Directors of new prison documentary ‘Daughters’ visit National Prison Radio

Community activist Angela Patton and co-director Natalie Rae recently visited HMP Brixton to be interviewed by former prisoner and National Prison Radio presenter, Hilary Ineomo-Marcus for their new feature documentary, that follows a group of inmates in a US prison and their daughters who prepare for a special Daddy Daughter Dance as part of a unique fatherhood programme.

Daughters recently made its world premiere at the 2024 Sundance Film Festival and took home two awards: Festival Favorite and Audience Choice: U.S. Documentary Competition.
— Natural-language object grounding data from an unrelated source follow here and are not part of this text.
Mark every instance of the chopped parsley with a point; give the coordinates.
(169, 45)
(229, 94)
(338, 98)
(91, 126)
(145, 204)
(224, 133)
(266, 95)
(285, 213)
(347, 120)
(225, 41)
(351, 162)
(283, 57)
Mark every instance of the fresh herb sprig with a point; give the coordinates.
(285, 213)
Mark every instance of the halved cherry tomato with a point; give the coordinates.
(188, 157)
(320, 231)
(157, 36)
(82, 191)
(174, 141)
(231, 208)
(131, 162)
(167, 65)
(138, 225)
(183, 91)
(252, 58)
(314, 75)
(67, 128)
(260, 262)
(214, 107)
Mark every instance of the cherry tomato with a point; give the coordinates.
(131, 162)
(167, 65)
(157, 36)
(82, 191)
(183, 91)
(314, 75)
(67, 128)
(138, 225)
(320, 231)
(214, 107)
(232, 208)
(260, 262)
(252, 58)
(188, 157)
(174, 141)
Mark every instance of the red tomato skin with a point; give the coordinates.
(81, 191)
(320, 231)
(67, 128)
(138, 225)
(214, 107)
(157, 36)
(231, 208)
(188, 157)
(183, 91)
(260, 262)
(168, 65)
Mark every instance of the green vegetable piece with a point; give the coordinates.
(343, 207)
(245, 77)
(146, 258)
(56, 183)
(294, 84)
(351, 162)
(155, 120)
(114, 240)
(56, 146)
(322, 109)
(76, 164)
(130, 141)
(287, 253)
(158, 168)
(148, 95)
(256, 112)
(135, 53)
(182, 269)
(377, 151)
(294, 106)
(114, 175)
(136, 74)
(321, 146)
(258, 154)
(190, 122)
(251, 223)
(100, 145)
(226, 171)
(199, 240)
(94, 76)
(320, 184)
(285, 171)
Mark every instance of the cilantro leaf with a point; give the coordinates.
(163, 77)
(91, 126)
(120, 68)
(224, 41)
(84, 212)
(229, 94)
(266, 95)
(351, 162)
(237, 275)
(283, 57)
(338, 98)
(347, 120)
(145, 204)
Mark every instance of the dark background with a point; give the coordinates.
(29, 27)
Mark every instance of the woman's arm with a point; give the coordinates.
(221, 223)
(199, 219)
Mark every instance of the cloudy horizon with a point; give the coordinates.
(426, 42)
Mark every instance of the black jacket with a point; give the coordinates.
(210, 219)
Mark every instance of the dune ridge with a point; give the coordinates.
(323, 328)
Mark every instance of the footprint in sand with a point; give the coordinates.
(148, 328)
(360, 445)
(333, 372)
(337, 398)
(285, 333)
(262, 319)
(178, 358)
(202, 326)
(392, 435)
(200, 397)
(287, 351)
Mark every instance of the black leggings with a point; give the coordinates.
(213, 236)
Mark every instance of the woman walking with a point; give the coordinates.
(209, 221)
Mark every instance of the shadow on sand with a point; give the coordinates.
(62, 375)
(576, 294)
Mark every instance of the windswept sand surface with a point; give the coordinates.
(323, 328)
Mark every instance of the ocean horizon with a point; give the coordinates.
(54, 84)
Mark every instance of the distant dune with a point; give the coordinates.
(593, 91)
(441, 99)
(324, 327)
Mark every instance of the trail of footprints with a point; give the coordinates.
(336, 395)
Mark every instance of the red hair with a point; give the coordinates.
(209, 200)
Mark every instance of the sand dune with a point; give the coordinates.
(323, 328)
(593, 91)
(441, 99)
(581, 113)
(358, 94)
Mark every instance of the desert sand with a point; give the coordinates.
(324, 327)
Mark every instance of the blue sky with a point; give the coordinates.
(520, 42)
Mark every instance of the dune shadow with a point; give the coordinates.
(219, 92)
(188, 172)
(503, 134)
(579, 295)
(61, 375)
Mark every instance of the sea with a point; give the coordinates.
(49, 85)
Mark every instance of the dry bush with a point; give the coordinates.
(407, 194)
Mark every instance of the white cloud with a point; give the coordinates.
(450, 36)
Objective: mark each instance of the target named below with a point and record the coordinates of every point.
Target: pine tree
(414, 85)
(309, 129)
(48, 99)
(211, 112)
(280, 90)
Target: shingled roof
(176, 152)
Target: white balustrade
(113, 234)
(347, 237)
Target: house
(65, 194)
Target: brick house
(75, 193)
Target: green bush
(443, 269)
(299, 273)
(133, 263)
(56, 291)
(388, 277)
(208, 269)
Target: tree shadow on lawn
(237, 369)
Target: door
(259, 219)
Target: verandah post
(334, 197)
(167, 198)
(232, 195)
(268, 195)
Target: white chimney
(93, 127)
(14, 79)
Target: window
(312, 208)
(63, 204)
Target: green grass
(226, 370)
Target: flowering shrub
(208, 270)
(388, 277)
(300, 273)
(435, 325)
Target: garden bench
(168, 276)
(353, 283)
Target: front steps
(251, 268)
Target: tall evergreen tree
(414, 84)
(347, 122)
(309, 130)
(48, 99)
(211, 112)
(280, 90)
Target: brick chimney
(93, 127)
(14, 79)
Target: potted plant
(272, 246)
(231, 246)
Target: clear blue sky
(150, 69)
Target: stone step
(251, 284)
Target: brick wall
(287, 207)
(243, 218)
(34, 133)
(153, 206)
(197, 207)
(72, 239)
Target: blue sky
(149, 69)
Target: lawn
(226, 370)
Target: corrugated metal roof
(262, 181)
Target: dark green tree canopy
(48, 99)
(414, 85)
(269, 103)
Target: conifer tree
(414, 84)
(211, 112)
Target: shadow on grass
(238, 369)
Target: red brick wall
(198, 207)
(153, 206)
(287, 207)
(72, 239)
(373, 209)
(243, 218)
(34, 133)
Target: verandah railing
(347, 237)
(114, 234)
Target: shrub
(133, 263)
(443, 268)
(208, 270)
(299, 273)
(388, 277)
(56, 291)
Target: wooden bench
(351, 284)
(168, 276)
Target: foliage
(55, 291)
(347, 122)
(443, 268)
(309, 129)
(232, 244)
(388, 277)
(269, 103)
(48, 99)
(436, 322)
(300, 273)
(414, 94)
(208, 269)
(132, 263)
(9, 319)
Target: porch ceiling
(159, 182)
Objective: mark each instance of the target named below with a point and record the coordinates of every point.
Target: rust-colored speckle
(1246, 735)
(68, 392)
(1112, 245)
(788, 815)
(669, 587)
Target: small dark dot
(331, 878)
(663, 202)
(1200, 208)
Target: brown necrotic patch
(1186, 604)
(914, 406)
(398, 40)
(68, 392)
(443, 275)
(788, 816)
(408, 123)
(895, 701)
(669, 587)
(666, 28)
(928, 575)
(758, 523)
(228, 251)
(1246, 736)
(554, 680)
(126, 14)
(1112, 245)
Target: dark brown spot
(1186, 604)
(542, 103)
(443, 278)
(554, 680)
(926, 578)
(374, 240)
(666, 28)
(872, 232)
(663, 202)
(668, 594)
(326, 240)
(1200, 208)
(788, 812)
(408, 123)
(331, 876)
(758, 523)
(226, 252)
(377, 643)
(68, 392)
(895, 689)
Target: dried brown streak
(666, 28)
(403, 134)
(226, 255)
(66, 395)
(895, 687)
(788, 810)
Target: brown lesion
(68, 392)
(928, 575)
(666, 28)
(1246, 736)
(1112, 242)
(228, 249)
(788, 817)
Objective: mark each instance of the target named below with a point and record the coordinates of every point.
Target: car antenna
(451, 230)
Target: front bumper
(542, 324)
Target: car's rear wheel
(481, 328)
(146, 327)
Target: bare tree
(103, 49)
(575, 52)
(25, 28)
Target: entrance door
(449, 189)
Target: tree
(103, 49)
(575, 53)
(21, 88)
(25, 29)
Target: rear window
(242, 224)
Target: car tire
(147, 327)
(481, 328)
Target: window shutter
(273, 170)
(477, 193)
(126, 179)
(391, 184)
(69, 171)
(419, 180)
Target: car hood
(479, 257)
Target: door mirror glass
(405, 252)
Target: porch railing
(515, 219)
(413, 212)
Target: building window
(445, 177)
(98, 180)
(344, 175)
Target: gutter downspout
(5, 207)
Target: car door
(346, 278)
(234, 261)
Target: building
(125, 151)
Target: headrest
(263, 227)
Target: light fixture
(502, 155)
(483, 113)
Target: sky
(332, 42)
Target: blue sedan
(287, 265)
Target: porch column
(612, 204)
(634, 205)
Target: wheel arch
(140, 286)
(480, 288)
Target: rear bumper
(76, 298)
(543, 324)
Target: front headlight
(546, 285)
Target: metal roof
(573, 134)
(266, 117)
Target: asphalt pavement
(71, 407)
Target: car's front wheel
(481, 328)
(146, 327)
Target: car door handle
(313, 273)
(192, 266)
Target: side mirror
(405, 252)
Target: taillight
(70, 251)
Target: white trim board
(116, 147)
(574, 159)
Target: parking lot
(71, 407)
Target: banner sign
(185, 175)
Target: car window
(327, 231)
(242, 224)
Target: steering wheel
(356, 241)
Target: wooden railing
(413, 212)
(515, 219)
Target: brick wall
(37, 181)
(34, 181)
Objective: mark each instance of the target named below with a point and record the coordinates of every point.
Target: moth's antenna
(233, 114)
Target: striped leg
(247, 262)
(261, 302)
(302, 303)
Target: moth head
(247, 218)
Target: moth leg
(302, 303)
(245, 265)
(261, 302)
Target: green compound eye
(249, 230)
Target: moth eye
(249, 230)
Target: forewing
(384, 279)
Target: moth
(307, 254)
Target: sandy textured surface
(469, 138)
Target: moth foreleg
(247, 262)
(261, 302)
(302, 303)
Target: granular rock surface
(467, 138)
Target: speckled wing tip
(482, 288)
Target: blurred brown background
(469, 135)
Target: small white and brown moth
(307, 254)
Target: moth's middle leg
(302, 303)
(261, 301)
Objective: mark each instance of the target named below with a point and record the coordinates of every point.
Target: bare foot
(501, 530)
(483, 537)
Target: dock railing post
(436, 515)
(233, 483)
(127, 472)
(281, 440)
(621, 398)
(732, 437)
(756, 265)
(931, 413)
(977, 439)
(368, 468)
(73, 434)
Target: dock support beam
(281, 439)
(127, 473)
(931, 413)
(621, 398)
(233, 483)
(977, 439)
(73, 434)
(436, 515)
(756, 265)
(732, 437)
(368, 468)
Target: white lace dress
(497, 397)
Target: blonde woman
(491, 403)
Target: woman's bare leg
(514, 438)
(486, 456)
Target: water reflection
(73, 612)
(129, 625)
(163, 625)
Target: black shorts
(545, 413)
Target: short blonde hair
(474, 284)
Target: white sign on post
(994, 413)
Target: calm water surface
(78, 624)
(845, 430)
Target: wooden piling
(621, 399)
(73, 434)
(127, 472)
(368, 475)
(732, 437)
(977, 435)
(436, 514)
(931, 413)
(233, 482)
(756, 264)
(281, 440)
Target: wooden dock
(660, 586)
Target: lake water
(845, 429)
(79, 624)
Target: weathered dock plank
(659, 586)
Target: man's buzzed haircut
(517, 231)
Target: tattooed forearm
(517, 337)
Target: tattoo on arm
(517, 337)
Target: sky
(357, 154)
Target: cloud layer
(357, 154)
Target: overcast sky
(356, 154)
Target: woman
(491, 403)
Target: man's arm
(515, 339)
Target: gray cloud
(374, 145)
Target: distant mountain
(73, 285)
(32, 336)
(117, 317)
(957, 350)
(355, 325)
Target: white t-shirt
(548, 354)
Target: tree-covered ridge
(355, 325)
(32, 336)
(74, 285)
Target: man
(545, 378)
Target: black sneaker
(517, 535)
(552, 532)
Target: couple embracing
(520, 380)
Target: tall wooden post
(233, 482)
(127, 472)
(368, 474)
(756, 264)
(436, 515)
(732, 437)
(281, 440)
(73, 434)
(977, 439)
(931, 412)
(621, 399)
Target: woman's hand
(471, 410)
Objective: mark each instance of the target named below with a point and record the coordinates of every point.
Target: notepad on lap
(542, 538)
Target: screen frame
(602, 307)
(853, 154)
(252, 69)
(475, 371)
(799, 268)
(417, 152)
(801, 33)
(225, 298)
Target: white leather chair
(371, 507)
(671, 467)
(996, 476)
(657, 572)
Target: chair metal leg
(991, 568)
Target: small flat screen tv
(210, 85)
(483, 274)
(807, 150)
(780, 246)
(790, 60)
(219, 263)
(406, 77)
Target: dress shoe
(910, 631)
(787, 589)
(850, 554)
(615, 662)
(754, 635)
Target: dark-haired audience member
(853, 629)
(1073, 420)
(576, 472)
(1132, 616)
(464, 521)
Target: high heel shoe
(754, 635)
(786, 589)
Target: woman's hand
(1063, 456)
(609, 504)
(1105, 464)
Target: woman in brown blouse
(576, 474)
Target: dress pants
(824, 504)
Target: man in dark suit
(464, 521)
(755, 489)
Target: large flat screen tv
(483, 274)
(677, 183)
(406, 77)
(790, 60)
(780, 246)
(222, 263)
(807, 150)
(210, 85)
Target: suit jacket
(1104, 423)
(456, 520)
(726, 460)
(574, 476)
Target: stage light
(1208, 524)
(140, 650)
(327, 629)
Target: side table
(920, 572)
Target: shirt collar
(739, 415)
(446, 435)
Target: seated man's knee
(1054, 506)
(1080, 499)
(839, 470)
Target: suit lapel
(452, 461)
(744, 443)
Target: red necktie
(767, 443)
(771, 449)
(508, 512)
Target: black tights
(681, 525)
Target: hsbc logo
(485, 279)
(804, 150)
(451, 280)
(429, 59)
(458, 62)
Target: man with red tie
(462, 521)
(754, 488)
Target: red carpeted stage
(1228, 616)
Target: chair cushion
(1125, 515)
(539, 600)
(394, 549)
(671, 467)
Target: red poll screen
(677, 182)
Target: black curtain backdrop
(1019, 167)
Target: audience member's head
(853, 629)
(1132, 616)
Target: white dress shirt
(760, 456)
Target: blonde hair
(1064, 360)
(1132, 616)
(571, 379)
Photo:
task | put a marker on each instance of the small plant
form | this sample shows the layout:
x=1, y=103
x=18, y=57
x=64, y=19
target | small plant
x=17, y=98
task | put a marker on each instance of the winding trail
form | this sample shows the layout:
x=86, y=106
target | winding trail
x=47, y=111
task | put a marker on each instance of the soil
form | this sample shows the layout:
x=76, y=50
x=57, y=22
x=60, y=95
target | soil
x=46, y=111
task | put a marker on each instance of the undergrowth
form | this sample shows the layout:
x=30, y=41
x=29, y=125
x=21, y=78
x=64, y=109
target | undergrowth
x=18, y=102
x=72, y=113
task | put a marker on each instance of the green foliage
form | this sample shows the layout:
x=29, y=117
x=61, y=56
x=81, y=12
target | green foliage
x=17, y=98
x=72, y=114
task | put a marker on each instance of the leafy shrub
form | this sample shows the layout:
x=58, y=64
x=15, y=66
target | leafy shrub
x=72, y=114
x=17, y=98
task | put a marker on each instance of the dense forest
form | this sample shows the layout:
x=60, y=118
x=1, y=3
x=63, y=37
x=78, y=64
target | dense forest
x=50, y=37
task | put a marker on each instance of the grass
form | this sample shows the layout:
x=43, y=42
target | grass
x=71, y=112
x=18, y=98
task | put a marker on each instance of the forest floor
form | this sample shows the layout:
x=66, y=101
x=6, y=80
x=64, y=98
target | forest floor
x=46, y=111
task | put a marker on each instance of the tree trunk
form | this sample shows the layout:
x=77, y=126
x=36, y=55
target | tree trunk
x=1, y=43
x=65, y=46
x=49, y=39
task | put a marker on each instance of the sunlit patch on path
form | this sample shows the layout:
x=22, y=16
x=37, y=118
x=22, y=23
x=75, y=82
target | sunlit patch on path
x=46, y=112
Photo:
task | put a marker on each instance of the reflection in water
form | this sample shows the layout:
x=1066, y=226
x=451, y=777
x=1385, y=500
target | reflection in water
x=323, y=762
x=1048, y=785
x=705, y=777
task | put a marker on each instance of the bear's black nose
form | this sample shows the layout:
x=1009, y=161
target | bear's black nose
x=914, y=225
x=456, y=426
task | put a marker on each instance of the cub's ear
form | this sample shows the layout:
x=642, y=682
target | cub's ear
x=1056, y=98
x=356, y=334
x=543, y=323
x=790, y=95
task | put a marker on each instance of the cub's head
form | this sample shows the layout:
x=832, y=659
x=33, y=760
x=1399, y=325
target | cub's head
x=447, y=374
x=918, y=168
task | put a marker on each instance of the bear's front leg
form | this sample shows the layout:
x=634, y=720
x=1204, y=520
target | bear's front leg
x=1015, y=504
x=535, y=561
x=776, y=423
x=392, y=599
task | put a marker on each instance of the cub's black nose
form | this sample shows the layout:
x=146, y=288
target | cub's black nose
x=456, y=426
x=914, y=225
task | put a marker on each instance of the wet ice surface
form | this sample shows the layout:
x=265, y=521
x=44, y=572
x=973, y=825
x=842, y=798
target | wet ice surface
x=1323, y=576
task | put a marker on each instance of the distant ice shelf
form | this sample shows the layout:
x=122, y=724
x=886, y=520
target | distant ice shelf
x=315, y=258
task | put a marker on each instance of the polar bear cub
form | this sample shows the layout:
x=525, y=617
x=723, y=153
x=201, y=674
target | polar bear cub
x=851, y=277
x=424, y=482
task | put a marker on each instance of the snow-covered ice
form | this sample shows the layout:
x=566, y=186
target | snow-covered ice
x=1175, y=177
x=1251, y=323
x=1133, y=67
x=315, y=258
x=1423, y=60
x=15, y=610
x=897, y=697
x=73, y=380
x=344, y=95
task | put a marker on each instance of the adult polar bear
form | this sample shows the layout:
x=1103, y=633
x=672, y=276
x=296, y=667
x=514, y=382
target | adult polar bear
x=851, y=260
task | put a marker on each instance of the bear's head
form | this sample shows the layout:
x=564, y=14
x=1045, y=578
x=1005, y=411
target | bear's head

Eight years in the making, the documentary follows four young girls and their imprisoned fathers preparing for a daddy-daughter dance. The dance marked the conclusion of their 12-week Date with Dad fatherhood programme in a Washington D.C. jail which Angela developed.

Angela Patton has dedicated her life to empowering black girls. She is the CEO of the organisation ‘Girls For A Change‘; their mission is ‘Prepare Black girls for the world and the world for Black girls‘.

Date with Dad was created by young girls who were part of the social change programme in Girls For A Change.

Angela told Hilary: “this programme give girls an opportunity to think about issues in their community, what they can do to tackle them and create their own solutions on their own terms.

And this particular group of girls really wanted to change the narrative of black fathers and how they showed up, why they didn’t, and also figure out creative ways to close the gap.

And so they did come up with something that we all are really familiar with, which are father-daughter dances.

The father-daughter bond is at the forefront of the documentary. It highlights the importance of family relationships as an integral part of rehabilitation and accountability of behaviour.

The girls taking part in the dance express multiple emotions; excitement, hesitancy, uncertainty, especially as some girls had been apart from their fathers for so long, that they had no memories of them. For most, this dance would have been the only chance to have physical contact with their fathers for years.

Natalie told Hilary: “The families that had been disconnected for quite a long time were really nervous. Am I gonna recognise? Is this going to feel the same? And a lot of the fathers were expressing that their girls might be kind of too nervous and is that moment going to be too awkward?

However, once the dance had started, “everything was about love and connection and everything was right back to feeling that right away and that was so powerful“.

Hilary asked Angela and Natalie: “What is the room like after the girls leave? What is the emotion that the men feel watching their daughters leave and not knowing when next they’ll be able to hold them and hug them?

Regret” Angela replies, but she says that in every dance she’s witnessed, there is always one father who steps into the circle and encourages them to keep moving forward for the better.

However, Date with Dad is not just about a dance. The men involved go through weeks of counselling before and after the event where they share some very vulnerable information about themselves and their past for the very first time, despite knowing the sort of environment that they’re in and whilst sitting next to another man who’s eventually going to see them on a wing again.

Angela says over those weeks, the men build a ‘brotherhood’ together, and become very supportive of one another.

The documentary also touches on relationships after release from prison and how it is not always easy to rebuild those relationships that have been affected by their fathers being inside. Issues such as struggling to trust their dad again to not go back to prison, and anger at how this has affected them are common feelings the girls experience.

Hilary told Angela and Natalie that the documentary was one of the most impactful documentaries he had seen and “the amazing characters that told their stories and [who] were willing to be so vulnerable in front of a camera was really, really touching and it made me reflect as a father myself on my relationship with my daughters“.

Daughters is out in select UK cinemas on 9th August and on Netflix on 14th August.

The interview will be broadcast on NPR Talk later on this year.